A.C. No. 5424 October 11, 2005

ANTONIO B. BALTAZAR, Complainant,


vs.
ATTY. NORBIN P. DIMALANTA, Respondent.

DECISION

CARPIO, J.:

The Case

This is a disbarment complaint against respondent Atty. Norbin P. Dimalanta for violation of Rules 1.01, 1.03, and
10.01 of the Code of Professional Responsibility.

The Facts

Complainant Antonio B. Baltazar ("complainant") is the private complainant in Criminal Case No. G-4499 and
Criminal Case No. G-5132 which were raffled on 1 December 1998 and 10 May 2000, respectively, to Branch 49 of
the Regional Trial Court, Guagua, Pampanga ("trial court"). In those cases, the Office of the Deputy Ombudsman for
Luzon ("Ombudsman") charged one Bartolome Cabrera ("Cabrera")1 with violation of Section 3(e) of Republic Act
No. 3019. Respondent Atty. Norbin P. Dimalanta ("respondent") was Cabrera’s counsel. Before the Information for
Criminal Case No. G-5132 was raffled to the trial court, respondent had filed with the Ombudsman a motion for the
reinvestigation of Criminal Case No. G-4499.

The trial court scheduled Cabrera’s arraignment in Criminal Case No. G-5132 on 6 June 2000. On that day,
respondent filed a motion dated 2 June 2000 to postpone the arraignment and to be "granted leave to seek
[reinvestigation] xxx, and to allow the Office of the Ombudsman to reinvestigate xxx [the] case."2 Acting on
respondent’s prayer to defer the arraignment, the trial court, in its Order3 of 6 June 2000, moved the arraignment to
11 July 2000.

On 20 June 2000, the trial court issued a follow-up Order ("20 June Order 2000") resolving respondent’s motion for
reinvestigation, thus:

Acting on the motion to defer arraignment and to allow reinvestigation of this case filed by Atty.
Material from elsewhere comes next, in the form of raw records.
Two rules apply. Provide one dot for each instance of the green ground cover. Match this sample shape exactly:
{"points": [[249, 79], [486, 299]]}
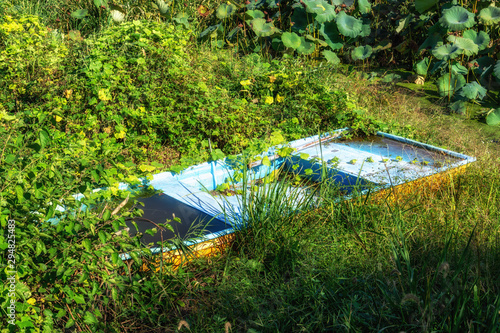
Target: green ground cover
{"points": [[86, 102]]}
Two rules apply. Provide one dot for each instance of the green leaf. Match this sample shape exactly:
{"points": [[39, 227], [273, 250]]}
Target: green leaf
{"points": [[448, 86], [305, 46], [473, 90], [348, 25], [10, 158], [44, 138], [80, 13], [262, 28], [225, 10], [424, 5], [331, 57], [490, 15], [99, 3], [106, 215], [255, 14], [496, 70], [19, 192], [90, 318], [422, 66], [330, 32], [446, 52], [87, 244], [323, 10], [365, 6], [467, 45], [493, 117], [361, 52], [481, 39], [291, 39], [70, 323], [457, 18]]}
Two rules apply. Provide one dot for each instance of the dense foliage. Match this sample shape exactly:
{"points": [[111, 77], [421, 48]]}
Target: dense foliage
{"points": [[93, 94]]}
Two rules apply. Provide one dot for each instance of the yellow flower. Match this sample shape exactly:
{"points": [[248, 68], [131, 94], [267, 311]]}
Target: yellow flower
{"points": [[245, 83]]}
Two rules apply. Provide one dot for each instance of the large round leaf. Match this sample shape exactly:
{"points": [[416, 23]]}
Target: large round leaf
{"points": [[291, 39], [457, 18], [493, 118], [446, 52], [255, 14], [262, 28], [424, 5], [481, 39], [348, 25], [467, 45], [300, 19], [225, 10], [447, 86], [496, 70], [117, 15], [323, 10], [473, 90], [361, 52], [305, 46], [331, 57], [490, 15], [365, 6], [331, 34]]}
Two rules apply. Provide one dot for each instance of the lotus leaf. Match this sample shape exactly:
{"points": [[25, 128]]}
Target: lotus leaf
{"points": [[496, 69], [422, 66], [365, 6], [117, 16], [457, 18], [209, 30], [255, 14], [493, 117], [225, 10], [263, 28], [457, 68], [305, 46], [361, 52], [348, 25], [331, 57], [448, 86], [365, 30], [80, 13], [255, 4], [490, 15], [163, 7], [323, 10], [467, 45], [446, 52], [424, 5], [481, 40], [331, 34], [473, 90], [431, 42], [300, 19], [291, 39], [458, 107]]}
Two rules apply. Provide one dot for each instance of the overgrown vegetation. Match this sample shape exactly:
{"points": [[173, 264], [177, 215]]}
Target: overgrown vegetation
{"points": [[94, 93]]}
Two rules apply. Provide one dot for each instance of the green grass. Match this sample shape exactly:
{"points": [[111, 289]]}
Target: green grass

Norbin P. Dimalanta,
counsel for the accused, a copy of which was received by the public prosecutor on June 6, 2000 who manifested
that he is leaving the matter to the sound discretion of the Honorable Court.

The Court having found the motion to be meritorious hereby grants the same and allows the accused to seek
reinvestigation and the Office of the Ombudsman to conduct a reinvestigation and to submit its report on the
outcome of the reinvestigation within thirty (30) days from receipt hereof.

In the meantime, considering the proximity of the scheduled arraignment set on July 11, 2000 and upon motion of
counsel for the accused, the arraignment set on that date is cancelled and reset to August 29, 2000 at 9:00 o’clock
in the morning.4 (Emphasis supplied)

For lack of a prosecutor, the trial court cancelled and re-set the hearings on 29 August 2000 and on 12 October
2000 to 27 November 2000. In the hearing of 27 November 2000, the prosecutor again failed to appear, thus the
trial court issued an Order5 re-scheduling the arraignment to 25 January 2001 after further noting that the
"reinvestigation of [the] case is still pending with the Ombudsman."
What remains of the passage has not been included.